Microsoft Purview Microsoft 365 data discovery, classification, retention, DLP If the company already uses Microsoft 365 Business Premium or related licensing, Purview may be practical because Microsoft describes Purview capabilities for identifying, classifying, protecting, retaining, deleting, and governing sensitive data across Microsoft 365 and related environments. (Microsoft) Not open source, and licensing is confusing. Use it if the business already pays for Microsoft 365 capabilities.
Google Vault Google Workspace retention, search, export, and eDiscovery Google Vault lets organizations retain, search, and export data from selected Google Workspace apps in Business and Enterprise editions. (Google Workspace) It is retention/eDiscovery, not a complete data classification platform. Useful if the SME already lives in Google Workspace.

# Best practical SME stack

# For a small business with limited IT resources:

  • Core record: Spreadsheet, GLPI, Snipe-IT custom fields, OpenMetadata, or DataHub depending on maturity.
  • File/document organization: Nextcloud or Microsoft 365/Google Workspace native storage.
  • Document archive: Paperless-ngx for scanned contracts, invoices, and archived business documents.
  • Sensitive data scanning: Apache Tika + Microsoft Presidio.
  • Credential discovery: Gitleaks or TruffleHog.
  • Credential management: Bitwarden or Passbolt.
  • Cloud data-location discovery: CloudQuery or Steampipe.
  • Microsoft/Google environments: Use Purview or Google Vault if already licensed.

# The simplest realistic stack for an SME would be:

  • Spreadsheet or GLPI for the data inventory + Nextcloud or Microsoft/Google storage + Paperless-ngx for archives + Gitleaks for secrets + Presidio/Tika for sensitive-data scanning.

# For a more technical SME:

  • OpenMetadata + CloudQuery + Presidio/Tika + TruffleHog + Bitwarden/Passbolt.

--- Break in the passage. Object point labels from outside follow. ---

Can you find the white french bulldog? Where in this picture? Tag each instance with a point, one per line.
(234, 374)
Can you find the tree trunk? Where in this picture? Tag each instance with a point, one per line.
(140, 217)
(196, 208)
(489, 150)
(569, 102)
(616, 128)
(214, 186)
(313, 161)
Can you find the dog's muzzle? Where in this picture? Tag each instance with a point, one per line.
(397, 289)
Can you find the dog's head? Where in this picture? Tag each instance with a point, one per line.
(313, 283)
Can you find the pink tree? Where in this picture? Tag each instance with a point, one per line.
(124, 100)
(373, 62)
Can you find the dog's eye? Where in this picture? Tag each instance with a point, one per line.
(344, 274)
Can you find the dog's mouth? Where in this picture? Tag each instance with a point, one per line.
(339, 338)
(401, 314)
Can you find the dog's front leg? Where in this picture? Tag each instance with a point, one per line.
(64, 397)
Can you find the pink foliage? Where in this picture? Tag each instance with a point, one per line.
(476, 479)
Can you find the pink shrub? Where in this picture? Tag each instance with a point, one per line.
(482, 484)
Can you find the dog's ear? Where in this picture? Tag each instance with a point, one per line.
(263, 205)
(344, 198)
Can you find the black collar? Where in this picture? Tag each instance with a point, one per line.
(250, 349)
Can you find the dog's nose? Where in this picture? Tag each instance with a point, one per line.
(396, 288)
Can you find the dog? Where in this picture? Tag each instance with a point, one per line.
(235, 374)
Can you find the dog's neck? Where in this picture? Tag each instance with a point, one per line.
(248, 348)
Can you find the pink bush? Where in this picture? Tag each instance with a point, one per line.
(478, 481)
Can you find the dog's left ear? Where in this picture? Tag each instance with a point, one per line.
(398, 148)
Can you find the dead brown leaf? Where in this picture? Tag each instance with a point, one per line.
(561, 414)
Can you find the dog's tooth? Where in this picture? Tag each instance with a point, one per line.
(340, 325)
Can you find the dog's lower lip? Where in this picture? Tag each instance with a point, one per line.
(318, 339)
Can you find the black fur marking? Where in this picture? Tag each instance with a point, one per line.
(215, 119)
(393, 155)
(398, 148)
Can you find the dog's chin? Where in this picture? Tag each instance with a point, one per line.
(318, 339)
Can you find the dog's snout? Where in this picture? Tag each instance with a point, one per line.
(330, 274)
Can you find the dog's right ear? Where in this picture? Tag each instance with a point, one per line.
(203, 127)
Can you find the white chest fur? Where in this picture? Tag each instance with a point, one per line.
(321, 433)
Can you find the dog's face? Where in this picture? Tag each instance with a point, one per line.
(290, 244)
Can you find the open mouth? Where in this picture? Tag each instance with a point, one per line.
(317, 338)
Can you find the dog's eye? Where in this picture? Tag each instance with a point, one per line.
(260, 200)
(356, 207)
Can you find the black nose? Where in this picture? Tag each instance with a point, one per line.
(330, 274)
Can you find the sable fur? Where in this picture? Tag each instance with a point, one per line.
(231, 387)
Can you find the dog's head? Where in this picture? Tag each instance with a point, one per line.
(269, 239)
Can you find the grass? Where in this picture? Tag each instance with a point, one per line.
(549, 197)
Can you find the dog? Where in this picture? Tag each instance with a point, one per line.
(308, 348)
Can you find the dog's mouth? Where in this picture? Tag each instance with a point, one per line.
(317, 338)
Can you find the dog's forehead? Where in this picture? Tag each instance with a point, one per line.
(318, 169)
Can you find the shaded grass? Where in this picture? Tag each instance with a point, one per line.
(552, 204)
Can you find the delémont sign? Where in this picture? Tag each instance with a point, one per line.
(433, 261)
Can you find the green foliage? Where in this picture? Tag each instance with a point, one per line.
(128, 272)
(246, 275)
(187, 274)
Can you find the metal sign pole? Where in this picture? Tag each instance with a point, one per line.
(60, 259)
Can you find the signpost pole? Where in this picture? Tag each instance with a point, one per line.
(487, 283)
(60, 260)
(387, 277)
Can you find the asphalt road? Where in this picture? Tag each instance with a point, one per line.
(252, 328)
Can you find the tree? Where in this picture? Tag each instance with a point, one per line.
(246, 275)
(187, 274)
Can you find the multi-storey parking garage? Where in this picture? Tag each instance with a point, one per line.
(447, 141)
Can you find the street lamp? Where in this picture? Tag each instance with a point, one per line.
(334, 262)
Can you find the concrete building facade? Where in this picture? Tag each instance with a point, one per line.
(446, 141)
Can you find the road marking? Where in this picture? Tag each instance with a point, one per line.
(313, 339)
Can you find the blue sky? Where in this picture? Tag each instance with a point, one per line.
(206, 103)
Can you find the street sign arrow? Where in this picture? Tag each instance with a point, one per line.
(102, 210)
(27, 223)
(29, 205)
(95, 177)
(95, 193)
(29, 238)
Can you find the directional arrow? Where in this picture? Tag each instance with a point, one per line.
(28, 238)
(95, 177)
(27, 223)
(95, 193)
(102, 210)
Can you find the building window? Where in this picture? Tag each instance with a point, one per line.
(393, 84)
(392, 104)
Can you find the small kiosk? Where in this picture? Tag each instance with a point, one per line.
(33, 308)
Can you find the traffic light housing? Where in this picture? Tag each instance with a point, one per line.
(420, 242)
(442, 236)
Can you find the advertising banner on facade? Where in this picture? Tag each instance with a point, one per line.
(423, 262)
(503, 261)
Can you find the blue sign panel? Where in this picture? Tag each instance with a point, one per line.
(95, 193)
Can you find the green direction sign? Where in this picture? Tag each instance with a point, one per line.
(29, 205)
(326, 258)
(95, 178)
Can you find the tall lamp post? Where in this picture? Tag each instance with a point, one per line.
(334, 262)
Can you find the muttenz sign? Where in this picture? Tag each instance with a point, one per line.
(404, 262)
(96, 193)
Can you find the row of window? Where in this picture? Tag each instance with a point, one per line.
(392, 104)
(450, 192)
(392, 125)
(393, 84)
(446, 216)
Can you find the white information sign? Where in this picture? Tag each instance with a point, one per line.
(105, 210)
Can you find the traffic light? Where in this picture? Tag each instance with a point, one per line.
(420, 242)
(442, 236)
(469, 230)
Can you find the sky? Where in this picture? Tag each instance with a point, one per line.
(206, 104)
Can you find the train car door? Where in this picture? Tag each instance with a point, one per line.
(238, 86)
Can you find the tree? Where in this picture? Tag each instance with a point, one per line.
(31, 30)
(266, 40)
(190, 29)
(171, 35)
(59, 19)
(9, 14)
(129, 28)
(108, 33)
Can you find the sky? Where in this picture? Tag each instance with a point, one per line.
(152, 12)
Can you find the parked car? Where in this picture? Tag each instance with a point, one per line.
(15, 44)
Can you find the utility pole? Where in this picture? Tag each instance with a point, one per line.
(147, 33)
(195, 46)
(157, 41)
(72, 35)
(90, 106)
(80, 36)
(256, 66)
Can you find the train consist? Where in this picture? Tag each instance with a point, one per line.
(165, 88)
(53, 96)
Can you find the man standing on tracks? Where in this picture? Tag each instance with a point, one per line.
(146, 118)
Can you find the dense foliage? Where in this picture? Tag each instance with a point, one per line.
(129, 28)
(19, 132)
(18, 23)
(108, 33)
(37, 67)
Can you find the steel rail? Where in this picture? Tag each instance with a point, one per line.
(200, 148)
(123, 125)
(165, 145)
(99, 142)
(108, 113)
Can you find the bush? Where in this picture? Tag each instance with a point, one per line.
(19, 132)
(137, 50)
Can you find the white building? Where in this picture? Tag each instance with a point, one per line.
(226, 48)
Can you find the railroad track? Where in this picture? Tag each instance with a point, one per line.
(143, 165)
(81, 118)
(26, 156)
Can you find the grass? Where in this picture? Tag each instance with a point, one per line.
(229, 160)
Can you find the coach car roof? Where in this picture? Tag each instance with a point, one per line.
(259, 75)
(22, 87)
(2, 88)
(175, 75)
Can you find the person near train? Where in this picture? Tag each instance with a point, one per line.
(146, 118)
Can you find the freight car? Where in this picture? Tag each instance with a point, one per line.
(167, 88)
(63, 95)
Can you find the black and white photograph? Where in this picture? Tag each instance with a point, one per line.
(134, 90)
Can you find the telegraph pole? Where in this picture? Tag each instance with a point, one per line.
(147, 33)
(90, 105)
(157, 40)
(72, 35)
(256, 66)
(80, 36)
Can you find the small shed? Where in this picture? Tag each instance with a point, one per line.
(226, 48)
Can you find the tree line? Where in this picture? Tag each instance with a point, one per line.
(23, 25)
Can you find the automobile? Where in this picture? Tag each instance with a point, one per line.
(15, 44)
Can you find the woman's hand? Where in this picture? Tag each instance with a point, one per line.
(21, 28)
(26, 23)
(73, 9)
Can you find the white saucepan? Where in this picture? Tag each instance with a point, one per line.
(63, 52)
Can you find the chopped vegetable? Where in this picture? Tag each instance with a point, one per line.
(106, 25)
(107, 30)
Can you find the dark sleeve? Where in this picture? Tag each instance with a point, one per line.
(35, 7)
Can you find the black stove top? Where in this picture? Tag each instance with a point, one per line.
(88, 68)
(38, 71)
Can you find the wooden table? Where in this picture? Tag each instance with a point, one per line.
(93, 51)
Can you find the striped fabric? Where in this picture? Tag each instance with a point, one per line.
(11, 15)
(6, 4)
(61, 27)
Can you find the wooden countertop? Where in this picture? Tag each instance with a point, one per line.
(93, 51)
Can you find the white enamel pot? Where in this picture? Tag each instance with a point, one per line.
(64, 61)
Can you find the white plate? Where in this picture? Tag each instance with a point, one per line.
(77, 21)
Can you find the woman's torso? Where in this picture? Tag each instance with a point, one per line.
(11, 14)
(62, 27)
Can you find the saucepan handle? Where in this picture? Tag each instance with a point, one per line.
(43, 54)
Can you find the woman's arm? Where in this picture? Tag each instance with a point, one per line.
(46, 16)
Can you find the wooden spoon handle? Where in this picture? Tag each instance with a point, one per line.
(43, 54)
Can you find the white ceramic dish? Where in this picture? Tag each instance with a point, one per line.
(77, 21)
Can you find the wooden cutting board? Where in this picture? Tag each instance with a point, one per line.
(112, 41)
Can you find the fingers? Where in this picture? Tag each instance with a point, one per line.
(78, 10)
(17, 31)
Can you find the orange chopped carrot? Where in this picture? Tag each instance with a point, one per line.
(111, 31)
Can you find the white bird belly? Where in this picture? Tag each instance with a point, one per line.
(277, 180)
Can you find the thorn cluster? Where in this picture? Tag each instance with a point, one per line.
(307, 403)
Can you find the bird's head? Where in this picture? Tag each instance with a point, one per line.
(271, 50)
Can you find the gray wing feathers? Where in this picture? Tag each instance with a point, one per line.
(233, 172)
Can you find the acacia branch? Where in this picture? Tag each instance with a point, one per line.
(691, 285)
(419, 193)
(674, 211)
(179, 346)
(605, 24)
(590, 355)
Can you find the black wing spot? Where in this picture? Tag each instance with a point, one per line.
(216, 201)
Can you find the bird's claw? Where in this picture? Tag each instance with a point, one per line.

# Data inventory fields to include

For each data set or data repository, record:

  • Data name
  • Data category
  • Business purpose
  • System or storage location
  • Data owner
  • Technical owner
  • Department
  • Sensitivity classification
  • Regulated data type, if any
  • User groups with access
  • Source of data
  • Downstream systems or exports
  • Third-party sharing
  • Backup location
  • Retention period
  • Archive status
  • Last reviewed date
  • Review owner
  • Status: active, archived, stale, duplicate, unknown, pending review, or approved

# Steps in Summary

Identify Data Process

  1. Define data categories and classification levels.

  2. Identify all locations where company data may exist.

  3. Create a standard data inventory record.

  4. Discover data through system exports, repository review, scanning, and owner interviews.

  5. Scan for sensitive data, regulated data, credentials, and confidential files.

  6. Catalog each data set with owner, location, purpose, sensitivity, access, retention, and backup details.

  7. Map data flows, copies, exports, vendor sharing, and backup locations.

  8. Flag unmanaged, duplicate, stale, orphaned, overexposed, or unknown data.

  9. Validate the inventory with business and technical owners.

  10. Maintain the inventory through change triggers and periodic review.

# Goals in Summary

A mature company will have a firm knowledge base of:

  • Where customer data lives
  • Where employee data lives
  • Where credentials are stored
  • Where backups are kept and
  • Who owns each data set

This key oversight thus enables the digital assets to be properly protected.